Esprits parmi nous
Il ne faut pas perdre de vue que les Esprits constituent tout un monde, toute une population qui remplit l’espace, qui circule à nos côtés, qui se mêle à tout ce que nous faisons. Si le voile qui nous les dérobe venait à se lever, nous les verrions, autour de nous, aller, venir, nous suivre ou nous éviter selon le degré de leur sympathie ; les uns indifférents, véritables flâneurs du monde occulte, les autres très occupés, soit d’eux-mêmes, soit des hommes auxquels ils s’attachent, dans un but plus ou moins louable, selon les qualités qui les distinguent. Nous verrions en un mot la doublure du genre humain avec ses bonnes et ses mauvaises qualités, ses vertus et ses vices. Cet entourage, auquel nous ne pouvons échapper, car il n’est pas d’endroit si caché qu’il soit inaccessible aux Esprits, exerce sur nous et à notre insu une influence permanente ; les uns nous poussent au bien, les autres au mal, et nos déterminations sont bien souvent le résultat de leurs suggestions ; heureux quand on a assez de jugement pour discerner la bonne ou la mauvaise voie dans laquelle ils cherchent à nous entraîner. Puisque les Esprits ne sont autre chose que les hommes mêmes dépouillés de leur grossière enveloppe, que les âmes qui survivent au corps, il en résulte qu’il y a des Esprits depuis qu’il y a des êtres humains dans l’univers ; c’est une des puissances de la nature, et ils n’ont pas attendu qu’il y eût des médiums écrivains pour agir, et la preuve en est, c’est que, de tout temps, les hommes ont commis des inconséquences ; voilà pourquoi nous disons que leur influence est indépendante de la faculté d’écrire ; cette faculté est un moyen de connaître cette influence, de savoir quels sont ceux qui rôdent autour de nous, qui s’attachent à nous. Croire qu’on peut s’y soustraire en s’abstenant d’écrire, c’est faire comme les enfants qui croient échapper à un danger en se bouchant les yeux.

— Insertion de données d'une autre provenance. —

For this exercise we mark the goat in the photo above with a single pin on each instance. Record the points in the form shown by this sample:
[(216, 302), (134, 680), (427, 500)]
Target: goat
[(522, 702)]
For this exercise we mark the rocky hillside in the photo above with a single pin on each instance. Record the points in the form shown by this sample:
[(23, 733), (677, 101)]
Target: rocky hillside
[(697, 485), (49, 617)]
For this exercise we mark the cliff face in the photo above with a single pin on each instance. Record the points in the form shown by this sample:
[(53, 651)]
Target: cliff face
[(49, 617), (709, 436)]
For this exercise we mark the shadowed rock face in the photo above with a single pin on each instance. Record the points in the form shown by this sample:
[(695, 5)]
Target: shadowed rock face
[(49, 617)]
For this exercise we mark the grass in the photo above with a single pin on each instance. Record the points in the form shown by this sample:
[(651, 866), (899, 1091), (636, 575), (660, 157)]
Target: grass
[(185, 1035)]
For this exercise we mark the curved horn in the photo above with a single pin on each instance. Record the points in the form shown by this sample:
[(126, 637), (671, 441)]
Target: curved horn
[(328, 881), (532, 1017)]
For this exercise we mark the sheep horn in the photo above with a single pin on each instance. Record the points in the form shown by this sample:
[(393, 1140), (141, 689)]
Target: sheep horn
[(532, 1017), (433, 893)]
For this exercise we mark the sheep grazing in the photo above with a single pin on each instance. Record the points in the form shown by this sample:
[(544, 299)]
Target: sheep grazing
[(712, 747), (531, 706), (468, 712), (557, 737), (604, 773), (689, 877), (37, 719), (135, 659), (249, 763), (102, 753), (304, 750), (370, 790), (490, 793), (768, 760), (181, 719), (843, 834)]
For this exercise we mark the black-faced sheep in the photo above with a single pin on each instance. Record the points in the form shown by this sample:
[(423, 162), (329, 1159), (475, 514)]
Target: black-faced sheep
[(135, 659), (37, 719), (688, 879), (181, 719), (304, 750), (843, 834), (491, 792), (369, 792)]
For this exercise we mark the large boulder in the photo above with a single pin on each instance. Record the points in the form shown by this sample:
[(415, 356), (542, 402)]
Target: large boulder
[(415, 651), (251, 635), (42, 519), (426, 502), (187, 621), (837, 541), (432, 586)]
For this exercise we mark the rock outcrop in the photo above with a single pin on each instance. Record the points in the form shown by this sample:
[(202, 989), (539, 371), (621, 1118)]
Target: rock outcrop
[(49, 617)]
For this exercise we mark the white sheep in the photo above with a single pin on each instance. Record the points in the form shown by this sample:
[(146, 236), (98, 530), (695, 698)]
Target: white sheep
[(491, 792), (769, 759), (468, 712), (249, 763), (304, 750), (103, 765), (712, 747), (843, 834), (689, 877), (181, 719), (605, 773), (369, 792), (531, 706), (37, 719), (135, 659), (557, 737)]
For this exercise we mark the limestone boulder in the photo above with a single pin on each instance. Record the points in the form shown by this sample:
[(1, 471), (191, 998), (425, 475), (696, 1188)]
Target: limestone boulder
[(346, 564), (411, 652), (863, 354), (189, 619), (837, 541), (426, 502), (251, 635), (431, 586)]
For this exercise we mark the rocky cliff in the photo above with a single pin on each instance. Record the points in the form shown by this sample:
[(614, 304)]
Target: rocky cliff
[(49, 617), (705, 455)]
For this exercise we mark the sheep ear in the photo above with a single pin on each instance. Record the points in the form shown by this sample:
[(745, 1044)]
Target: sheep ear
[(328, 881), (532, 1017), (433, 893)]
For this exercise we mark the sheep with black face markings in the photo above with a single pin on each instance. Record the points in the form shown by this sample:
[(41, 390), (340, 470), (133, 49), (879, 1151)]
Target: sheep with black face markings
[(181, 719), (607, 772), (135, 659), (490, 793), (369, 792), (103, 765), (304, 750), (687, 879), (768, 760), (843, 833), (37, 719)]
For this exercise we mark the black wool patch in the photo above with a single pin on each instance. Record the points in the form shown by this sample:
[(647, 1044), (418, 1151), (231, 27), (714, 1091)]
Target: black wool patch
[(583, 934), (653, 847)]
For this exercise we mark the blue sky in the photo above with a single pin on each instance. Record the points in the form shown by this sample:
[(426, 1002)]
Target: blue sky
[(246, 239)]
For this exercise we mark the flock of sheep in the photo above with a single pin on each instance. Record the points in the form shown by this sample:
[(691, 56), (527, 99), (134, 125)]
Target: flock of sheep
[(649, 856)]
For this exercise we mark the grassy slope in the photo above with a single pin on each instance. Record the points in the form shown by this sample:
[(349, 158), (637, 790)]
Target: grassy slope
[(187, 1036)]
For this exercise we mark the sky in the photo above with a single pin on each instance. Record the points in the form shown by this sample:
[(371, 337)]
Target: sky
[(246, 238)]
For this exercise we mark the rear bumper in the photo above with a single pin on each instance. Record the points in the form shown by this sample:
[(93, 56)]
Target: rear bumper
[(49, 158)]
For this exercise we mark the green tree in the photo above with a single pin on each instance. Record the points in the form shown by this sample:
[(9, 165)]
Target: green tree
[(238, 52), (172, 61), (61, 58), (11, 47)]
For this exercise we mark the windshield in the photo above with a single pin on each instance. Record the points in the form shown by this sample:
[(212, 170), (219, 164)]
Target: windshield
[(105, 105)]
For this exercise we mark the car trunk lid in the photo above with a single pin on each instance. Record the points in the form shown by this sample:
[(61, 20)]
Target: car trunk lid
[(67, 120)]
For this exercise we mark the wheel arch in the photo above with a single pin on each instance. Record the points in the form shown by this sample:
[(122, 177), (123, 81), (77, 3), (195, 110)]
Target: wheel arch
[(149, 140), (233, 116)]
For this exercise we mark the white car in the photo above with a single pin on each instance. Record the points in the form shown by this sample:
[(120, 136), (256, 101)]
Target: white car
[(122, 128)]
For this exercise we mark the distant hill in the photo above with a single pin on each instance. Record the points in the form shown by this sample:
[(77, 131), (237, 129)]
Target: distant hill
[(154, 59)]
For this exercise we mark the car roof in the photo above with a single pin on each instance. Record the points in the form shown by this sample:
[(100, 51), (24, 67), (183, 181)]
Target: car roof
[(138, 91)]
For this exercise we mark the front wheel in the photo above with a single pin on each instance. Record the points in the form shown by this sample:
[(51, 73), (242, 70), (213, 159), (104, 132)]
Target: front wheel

L’écriture, en nous révélant ceux que nous avons pour acolytes, pour amis ou pour ennemis, nous donne par cela même une arme pour combattre ces derniers, et nous devons en remercier Dieu ; à défaut de la vue pour reconnaître les Esprits, nous avons les communications écrites ; par là, ils révèlent ce qu’ils sont ; c’est pour nous un sens qui nous permet de les juger ; le repousser, c’est se complaire à rester aveugle, et vouloir demeurer exposé à la tromperie sans contrôle.
L’immixtion des mauvais Esprits dans les communications écrites n’est donc pas un danger du Spiritisme, puisque, s’il y danger, le danger existe sans cela, et qu’il est permanent ; voilà ce dont on ne saurait trop se persuader : c’est simplement une difficulté, mais dont il est aisé de triompher si l’on s’y prend convenablement.
On peut d’abord poser en principe que les mauvais Esprits ne vont que là où quelque chose les attire ; donc, quand ils se mêlent aux communications, c’est qu’ils trouvent des sympathies dans le milieu où ils se présentent, ou tout au moins des côtés faibles dont ils espèrent profiter ; en tout état de cause, c’est qu’ils ne trouvent pas une force morale suffisante pour les repousser. Parmi les causes qui les attirent, il faut placer en première ligne les imperfections morales de toute nature, parce que le mal sympathise toujours avec le mal ; en second lieu, la trop grande confiance avec laquelle on accueille leurs paroles. Lorsqu’une communication accuse une mauvaise origine, il serait illogique d’en inférer une parité nécessaire entre l’Esprit et les évocateurs ; on voit souvent les personnes les plus honorables exposées aux fourberies des Esprits trompeurs, comme on voit dans le monde des honnêtes gens trompés par des fripons ; mais lorsqu’on se tient sur ses gardes, les fripons n’ont que faire ; c’est ce qui arrive aussi avec les Esprits. Lorsqu’une personne honnête est trompée par eux, cela peut tenir à deux causes : la première est une confiance trop absolue qui la dissuade de tout examen ; la seconde, que les meilleures qualités n’excluent pas certains côtés faibles qui donnent prise aux mauvais Esprits, ardents à saisir les moindres défauts de cuirasse. Nous ne parlons pas de l’orgueil et de l’ambition, qui sont plus que des travers, mais d’une certaine faiblesse de caractère, et surtout des préjugés que ces Esprits savent habilement exploiter en les flattant, et, à cet égard, ils prennent tous les masques pour inspirer plus de confiance.